The second defense contractor on the list, Raytheon is also working to put quantum tech to good use, from computers and sensors to imaging technology and cybersecurity.
BBN Technologies, a research subsidiary of Raytheon, in a joint effort with IBM Research have demonstrated last may the first proofs of quantum computing advantage over conventional computing.
According to Morgan Stanley, Amgen is conducting its own quantum computing experiments.
Amgen Inc., a biopharmaceutical company, would be naturally interested in using quantum computers for molecular simulations.
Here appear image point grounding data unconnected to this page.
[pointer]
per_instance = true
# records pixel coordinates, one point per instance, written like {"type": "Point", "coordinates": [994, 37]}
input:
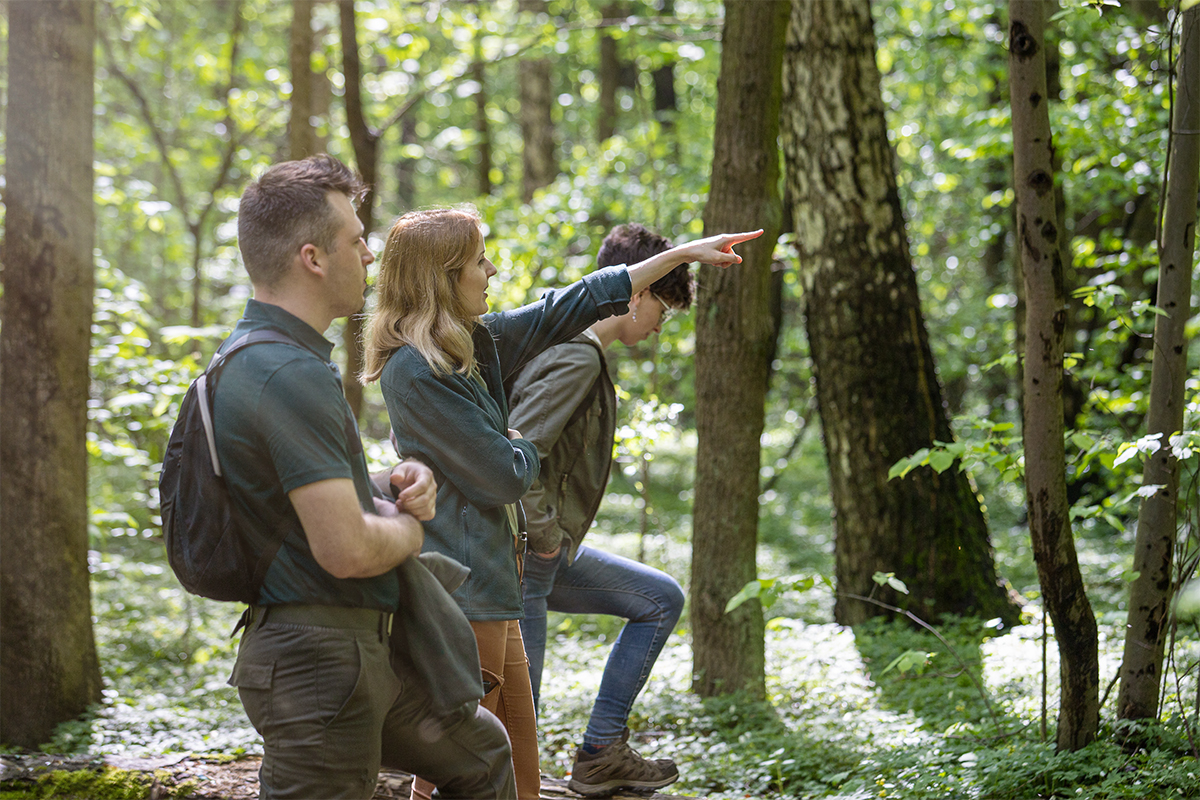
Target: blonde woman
{"type": "Point", "coordinates": [442, 361]}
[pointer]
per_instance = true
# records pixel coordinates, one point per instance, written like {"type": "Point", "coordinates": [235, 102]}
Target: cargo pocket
{"type": "Point", "coordinates": [352, 734]}
{"type": "Point", "coordinates": [253, 683]}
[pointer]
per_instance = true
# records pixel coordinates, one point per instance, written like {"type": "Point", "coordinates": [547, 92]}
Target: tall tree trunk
{"type": "Point", "coordinates": [48, 667]}
{"type": "Point", "coordinates": [609, 74]}
{"type": "Point", "coordinates": [877, 391]}
{"type": "Point", "coordinates": [732, 340]}
{"type": "Point", "coordinates": [365, 143]}
{"type": "Point", "coordinates": [666, 104]}
{"type": "Point", "coordinates": [1157, 522]}
{"type": "Point", "coordinates": [1045, 485]}
{"type": "Point", "coordinates": [537, 125]}
{"type": "Point", "coordinates": [301, 134]}
{"type": "Point", "coordinates": [481, 126]}
{"type": "Point", "coordinates": [195, 220]}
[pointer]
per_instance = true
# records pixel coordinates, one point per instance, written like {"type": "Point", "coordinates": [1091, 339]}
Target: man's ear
{"type": "Point", "coordinates": [312, 259]}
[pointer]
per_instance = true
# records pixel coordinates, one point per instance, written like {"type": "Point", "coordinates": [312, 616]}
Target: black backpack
{"type": "Point", "coordinates": [210, 547]}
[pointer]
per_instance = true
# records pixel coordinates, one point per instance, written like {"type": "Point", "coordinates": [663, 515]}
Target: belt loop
{"type": "Point", "coordinates": [244, 621]}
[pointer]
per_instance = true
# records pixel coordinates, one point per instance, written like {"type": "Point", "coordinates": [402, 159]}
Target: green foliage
{"type": "Point", "coordinates": [870, 713]}
{"type": "Point", "coordinates": [106, 783]}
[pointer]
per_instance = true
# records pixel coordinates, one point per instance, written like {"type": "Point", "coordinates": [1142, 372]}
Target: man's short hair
{"type": "Point", "coordinates": [288, 208]}
{"type": "Point", "coordinates": [634, 242]}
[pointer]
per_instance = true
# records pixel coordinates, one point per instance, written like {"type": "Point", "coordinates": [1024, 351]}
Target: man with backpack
{"type": "Point", "coordinates": [315, 671]}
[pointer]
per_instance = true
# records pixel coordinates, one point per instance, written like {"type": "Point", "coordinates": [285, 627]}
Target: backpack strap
{"type": "Point", "coordinates": [205, 389]}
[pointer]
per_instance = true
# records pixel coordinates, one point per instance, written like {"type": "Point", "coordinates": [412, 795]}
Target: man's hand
{"type": "Point", "coordinates": [715, 250]}
{"type": "Point", "coordinates": [712, 250]}
{"type": "Point", "coordinates": [418, 489]}
{"type": "Point", "coordinates": [346, 541]}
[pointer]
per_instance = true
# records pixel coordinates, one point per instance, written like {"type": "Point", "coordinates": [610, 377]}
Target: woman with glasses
{"type": "Point", "coordinates": [442, 361]}
{"type": "Point", "coordinates": [565, 403]}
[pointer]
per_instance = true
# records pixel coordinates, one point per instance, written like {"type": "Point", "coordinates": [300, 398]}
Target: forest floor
{"type": "Point", "coordinates": [221, 779]}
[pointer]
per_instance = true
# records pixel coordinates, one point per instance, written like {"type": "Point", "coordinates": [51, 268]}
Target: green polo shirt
{"type": "Point", "coordinates": [282, 422]}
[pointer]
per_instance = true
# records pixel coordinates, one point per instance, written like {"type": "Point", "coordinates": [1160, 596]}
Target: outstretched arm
{"type": "Point", "coordinates": [712, 250]}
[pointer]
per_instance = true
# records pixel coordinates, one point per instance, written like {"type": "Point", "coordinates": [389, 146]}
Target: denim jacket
{"type": "Point", "coordinates": [459, 426]}
{"type": "Point", "coordinates": [564, 402]}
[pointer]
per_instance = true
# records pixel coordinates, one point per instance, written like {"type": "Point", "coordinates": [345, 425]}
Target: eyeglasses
{"type": "Point", "coordinates": [667, 310]}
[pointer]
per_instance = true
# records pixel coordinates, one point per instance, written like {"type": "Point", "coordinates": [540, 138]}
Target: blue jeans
{"type": "Point", "coordinates": [601, 583]}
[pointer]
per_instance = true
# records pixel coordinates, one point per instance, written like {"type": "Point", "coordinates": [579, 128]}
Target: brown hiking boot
{"type": "Point", "coordinates": [618, 767]}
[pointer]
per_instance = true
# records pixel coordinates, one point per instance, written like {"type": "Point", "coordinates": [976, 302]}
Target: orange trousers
{"type": "Point", "coordinates": [502, 656]}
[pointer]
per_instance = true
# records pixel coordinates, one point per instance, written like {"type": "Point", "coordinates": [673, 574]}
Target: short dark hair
{"type": "Point", "coordinates": [288, 208]}
{"type": "Point", "coordinates": [634, 242]}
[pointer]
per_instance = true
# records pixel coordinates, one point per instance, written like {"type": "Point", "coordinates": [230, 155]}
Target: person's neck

IBM has recently shown the potential of quantum-based computational chemistry with the record-breaking simulation of the BeH2 molecule (beryllium hydride).
Another entry in Pharma and last on the list comes Biogen, that, just like Amgen, is also exploring quantum tech for chemical simulations.
As a leading biotech company, Biogen is seeking to advance the development of new drugs for neurological and neurodegenerative diseases.
Last June, it was announced that Biogen has teamed up with Accenture Labs and 1QBit, a quantum software startup, to speed up the discovery of new drugs.